Los cuatro años que estuvo en el convento fueron un camino de vida sencilla marcada por una contagiosa alegría; por la caridad, la generosidad, siempre sonriente con todos, con un amor servicial por sus hermanas de comunidad y por los sacerdotes, por los que ora diariamente; sin olvidarse de los pobres y de los necesitados. Orar por ellos era la mejor manera de hacer apostolado.

Antes de hacer sus votos perpetuos contrajo una hepatitis infecciosa y por mes y medio permaneció internada en un hospital de la ciudad. Estando todavía convaleciente sufre una tremenda hemorragia y la madre priora llama de inmediato al hermano médico de la joven religiosa, que de inmediato diagnostica una enfermedad entonces incurable: Púrpura.

Un momento terrible y doloroso, porque él sabe que con toda su ciencia médica será incapaz de salvarla. (La púrpura es una especie de derrame interno que produce manchas de sangre en distintas partes del cuerpo; la médula ósea deja de producir glóbulos rojos.)

En su oración, ella pide a Jesús que la cure, porque quiere servirlo en esta tierra, pero lo pone todo en las manos de Dios.

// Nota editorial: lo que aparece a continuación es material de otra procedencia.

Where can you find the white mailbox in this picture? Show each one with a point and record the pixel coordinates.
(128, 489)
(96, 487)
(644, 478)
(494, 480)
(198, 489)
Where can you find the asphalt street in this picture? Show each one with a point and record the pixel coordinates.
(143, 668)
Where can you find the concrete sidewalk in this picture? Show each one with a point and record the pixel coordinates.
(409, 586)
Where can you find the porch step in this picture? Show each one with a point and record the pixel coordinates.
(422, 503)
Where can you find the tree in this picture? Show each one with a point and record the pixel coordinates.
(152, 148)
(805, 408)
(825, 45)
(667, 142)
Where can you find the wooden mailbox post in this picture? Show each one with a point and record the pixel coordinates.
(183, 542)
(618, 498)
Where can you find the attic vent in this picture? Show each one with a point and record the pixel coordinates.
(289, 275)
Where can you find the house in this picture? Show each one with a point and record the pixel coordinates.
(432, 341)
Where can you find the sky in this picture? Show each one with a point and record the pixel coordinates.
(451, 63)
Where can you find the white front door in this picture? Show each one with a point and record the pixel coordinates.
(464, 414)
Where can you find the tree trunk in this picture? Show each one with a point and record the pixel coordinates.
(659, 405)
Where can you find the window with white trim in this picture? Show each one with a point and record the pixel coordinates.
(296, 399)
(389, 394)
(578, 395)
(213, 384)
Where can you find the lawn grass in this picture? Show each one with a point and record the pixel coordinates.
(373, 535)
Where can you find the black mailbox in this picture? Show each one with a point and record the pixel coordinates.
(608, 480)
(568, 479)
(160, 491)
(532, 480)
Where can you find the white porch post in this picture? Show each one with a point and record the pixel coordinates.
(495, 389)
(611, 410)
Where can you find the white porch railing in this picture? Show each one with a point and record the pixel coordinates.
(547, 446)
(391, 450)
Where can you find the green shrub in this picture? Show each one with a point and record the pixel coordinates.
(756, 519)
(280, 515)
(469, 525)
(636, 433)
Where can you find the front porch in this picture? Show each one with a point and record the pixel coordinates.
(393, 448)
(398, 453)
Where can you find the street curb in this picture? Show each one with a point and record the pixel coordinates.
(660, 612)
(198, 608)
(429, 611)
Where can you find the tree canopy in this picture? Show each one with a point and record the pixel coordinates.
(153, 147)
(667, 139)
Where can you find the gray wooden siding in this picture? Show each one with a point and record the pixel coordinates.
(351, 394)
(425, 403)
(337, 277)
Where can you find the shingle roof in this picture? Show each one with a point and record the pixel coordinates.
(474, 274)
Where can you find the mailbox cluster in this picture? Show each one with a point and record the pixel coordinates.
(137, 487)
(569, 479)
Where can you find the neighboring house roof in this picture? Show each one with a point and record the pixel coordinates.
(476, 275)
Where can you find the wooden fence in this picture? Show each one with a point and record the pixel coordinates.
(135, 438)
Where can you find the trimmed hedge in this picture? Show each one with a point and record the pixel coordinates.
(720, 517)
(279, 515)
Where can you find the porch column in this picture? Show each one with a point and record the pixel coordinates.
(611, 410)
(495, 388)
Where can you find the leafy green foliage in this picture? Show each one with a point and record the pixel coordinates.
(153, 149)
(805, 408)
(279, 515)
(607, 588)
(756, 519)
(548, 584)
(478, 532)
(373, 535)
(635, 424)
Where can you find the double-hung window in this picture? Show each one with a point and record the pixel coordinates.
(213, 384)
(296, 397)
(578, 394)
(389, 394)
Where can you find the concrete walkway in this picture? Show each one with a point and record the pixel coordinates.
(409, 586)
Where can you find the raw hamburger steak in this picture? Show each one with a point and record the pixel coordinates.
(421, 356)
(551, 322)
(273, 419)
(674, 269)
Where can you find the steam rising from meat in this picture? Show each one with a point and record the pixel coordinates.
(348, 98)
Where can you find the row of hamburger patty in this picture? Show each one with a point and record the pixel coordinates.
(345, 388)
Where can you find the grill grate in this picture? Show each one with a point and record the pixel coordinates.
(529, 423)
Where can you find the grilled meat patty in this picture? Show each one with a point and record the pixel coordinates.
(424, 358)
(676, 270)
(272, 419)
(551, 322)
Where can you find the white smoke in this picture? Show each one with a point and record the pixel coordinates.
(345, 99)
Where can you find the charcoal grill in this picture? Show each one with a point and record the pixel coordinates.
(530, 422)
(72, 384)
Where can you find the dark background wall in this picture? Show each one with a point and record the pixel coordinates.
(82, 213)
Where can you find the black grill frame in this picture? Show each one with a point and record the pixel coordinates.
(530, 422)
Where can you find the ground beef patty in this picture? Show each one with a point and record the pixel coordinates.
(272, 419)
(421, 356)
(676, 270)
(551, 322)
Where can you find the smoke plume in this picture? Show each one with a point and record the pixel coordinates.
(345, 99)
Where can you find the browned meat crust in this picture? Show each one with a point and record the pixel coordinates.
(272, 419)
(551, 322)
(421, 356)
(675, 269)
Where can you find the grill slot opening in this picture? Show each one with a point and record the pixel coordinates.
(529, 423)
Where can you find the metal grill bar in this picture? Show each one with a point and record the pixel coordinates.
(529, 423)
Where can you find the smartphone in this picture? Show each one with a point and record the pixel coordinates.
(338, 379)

El domingo de Pascua de 1959 entra en agonía. Pide a la priora que le lea la poesía de Santa Teresa de Jesús: “Muero porque no muero”. Parecía dormir, casi sentada en los almohadones, porque apenas tenía ya fuerzas para respirar. De momento, como si una fuerte energía interior la animara, se incorpora con los ojos muy abiertos y dice, entre otras palabras: ¡Qué feliz soy! … ¡Qué dicha el encuentro con Jesús! … Jesús te amo. … ¡Qué dulce encuentro! … ¡Virgen María!

La muerte le dejó en el rostro la dulce sonrisa que la caracterizaba. Eran las 4:10 de la mañana y tenía 34 años de edad.

Su cuerpo fue expuesto en la capilla de su convento. Después de cuatro años de rigurosa clausura donde estuvo sin contacto alguno fuera del convento, todos vieron con asombro como una muchedumbre acudía de todas partes, con veneración hacia la que ya consideraban una santa: sacerdotes, religiosos, religiosas, alumnos, amigos, miembros de la Acción Católica, familiares, los pobres que tanto la recordaban y le agradecían su generosos cuidado. La gente inundó la capilla, el patio, la calle, los jardines. Todos querían tocar sus rosarios y sus medallas para llevarlos como reliquia.

En 1997 comenzó el proceso de beatificación y en el 2010 Benedito XVI reconoció las virtudes heroicas de Chiquitunga y la declaró “Venerable”. El papa Francisco, en la celebración eucarística del 11 de julio del 2015 en Caacupé, y luego en el almuerzo con los obispos del Paraguay en la nunciatura apostólica, se interesó por el proceso y prometió sus gestiones con el Cardenal Angelo Amato, prefecto de la Congregación para la Causa de los Santos.

Si se confirman los milagros que los médicos analizan ahora en Roma, Chiquitunga se convertiría en la primera mujer paraguaya declarada beata, un paso firme hacia su canonización.